Most newsletters keep the scholar and the preacher in separate rooms.
“On the Way” doesn’t.
I’m Fr. J. Michael Strachan — rector of St. Dunstan’s Anglican Church in Largo, FL, and a New Testament scholar (Ph.D., Marquette University, 2022; Th.M. in New Testament, Trinity Evangelical Divinity School, 2009; M.A. in Biblical Exegesis & M.A. in Historical and Systematic Theology, Wheaton College, 2004 & 2005). My research (original-language exegesis, the New Testament use of the Old Testament, Jewish backgrounds of the NT, and biblical theology) begins in the study and then flows into the pulpit on Sunday morning.
“On the Way” is where that work lives between Sundays.
The name of this Substack comes from a conviction that runs through everything I preach and write. We are not finished products — we are pilgrims. We’ve been set free from the power of sin and death, but we haven’t arrived yet at the promised land of bodily resurrection and eternal life. We’re on a New Exodus journey: baptized through the waters, fed on the road by the Eucharist, and led by the Spirit through the wilderness of this world toward the new promised land.
This Substack is not a collection of finished thoughts from a destination reached. It’s dispatches from the road as I seek to walk in the way of the Lord.
This year, the way has taken on a particular shape for me — a journey toward physical and spiritual wholeness that I’m writing about here, too, rooted in the same New Exodus framework that shapes everything else. What Scripture says about bodies, health, and transformation is far richer than most Christian wellness content lets on, and I want to explore that together.

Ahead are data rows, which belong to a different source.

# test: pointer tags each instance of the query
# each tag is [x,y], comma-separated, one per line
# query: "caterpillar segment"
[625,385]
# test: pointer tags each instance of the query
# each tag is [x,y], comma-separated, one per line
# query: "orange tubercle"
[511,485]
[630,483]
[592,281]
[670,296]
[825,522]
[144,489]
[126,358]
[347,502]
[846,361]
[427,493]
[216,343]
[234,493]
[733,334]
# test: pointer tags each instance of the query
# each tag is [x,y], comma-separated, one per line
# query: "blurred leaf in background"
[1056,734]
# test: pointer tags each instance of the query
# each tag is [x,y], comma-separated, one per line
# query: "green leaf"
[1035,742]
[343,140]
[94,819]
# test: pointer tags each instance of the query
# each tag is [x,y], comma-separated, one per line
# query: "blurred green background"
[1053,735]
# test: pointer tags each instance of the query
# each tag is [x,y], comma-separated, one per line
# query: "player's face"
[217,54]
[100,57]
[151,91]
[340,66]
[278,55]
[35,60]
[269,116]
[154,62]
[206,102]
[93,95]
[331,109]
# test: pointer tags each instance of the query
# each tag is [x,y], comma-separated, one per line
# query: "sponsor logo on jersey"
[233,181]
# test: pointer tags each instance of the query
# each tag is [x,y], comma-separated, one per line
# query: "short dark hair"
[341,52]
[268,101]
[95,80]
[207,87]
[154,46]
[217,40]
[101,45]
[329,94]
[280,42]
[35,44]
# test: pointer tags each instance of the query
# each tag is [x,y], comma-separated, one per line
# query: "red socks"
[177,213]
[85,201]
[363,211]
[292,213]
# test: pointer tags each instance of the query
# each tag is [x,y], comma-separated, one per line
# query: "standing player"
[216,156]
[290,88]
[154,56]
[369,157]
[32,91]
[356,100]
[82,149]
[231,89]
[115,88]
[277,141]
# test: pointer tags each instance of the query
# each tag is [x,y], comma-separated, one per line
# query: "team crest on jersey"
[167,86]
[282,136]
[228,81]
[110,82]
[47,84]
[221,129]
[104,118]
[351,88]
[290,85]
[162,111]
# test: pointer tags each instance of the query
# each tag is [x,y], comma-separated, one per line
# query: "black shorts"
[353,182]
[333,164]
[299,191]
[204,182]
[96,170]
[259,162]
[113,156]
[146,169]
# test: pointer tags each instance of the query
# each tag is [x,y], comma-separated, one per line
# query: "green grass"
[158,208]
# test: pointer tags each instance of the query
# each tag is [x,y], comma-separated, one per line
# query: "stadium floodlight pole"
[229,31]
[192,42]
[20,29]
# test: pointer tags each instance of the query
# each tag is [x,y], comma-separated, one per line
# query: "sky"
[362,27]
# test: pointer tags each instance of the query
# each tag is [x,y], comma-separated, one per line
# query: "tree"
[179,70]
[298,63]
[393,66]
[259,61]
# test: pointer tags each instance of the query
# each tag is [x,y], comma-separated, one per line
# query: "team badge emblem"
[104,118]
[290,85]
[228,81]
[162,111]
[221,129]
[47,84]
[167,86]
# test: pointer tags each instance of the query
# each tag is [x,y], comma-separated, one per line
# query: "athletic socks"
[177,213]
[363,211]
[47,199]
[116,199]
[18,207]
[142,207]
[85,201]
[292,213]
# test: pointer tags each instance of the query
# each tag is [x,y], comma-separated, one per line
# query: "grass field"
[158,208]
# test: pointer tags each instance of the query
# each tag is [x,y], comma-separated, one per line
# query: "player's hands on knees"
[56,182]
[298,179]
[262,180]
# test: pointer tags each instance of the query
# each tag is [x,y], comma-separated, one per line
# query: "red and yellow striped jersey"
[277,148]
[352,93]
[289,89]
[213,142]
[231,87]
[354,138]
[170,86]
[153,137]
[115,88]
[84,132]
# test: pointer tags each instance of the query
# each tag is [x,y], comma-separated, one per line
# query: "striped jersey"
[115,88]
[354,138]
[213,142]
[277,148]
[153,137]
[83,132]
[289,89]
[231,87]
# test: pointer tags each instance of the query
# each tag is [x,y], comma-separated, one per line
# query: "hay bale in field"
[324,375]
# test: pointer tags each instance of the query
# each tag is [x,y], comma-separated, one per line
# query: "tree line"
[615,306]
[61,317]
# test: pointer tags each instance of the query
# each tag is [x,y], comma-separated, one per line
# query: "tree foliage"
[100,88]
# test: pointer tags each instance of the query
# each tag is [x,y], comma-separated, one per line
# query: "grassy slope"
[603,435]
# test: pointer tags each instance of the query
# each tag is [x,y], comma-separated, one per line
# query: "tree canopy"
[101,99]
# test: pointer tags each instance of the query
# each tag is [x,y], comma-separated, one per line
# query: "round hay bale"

Each week you’ll find the full text of my Sunday sermon alongside daily reflections on the biblical text, the church year, and life on the road. The writing is shaped by the Anglican lectionary and twenty years of learning to read Scripture carefully — but wherever you’re starting from, you’re welcome here.
On the Way is free to read. Posts older than three months are available to paid subscribers, along with occasional essays and deeper dives that go beyond the Sunday sermon. As this Substack grows, paid subscribers will also get early access to first drafts of books in progress — including a commentary on the Gospel of Mark and other projects currently taking shape. If the work is valuable to you, a paid subscription is the best way to get more of it — and to be part of where it’s going.
No matter where you’re starting from, or how long you’ve been walking, you’re “On the Way.”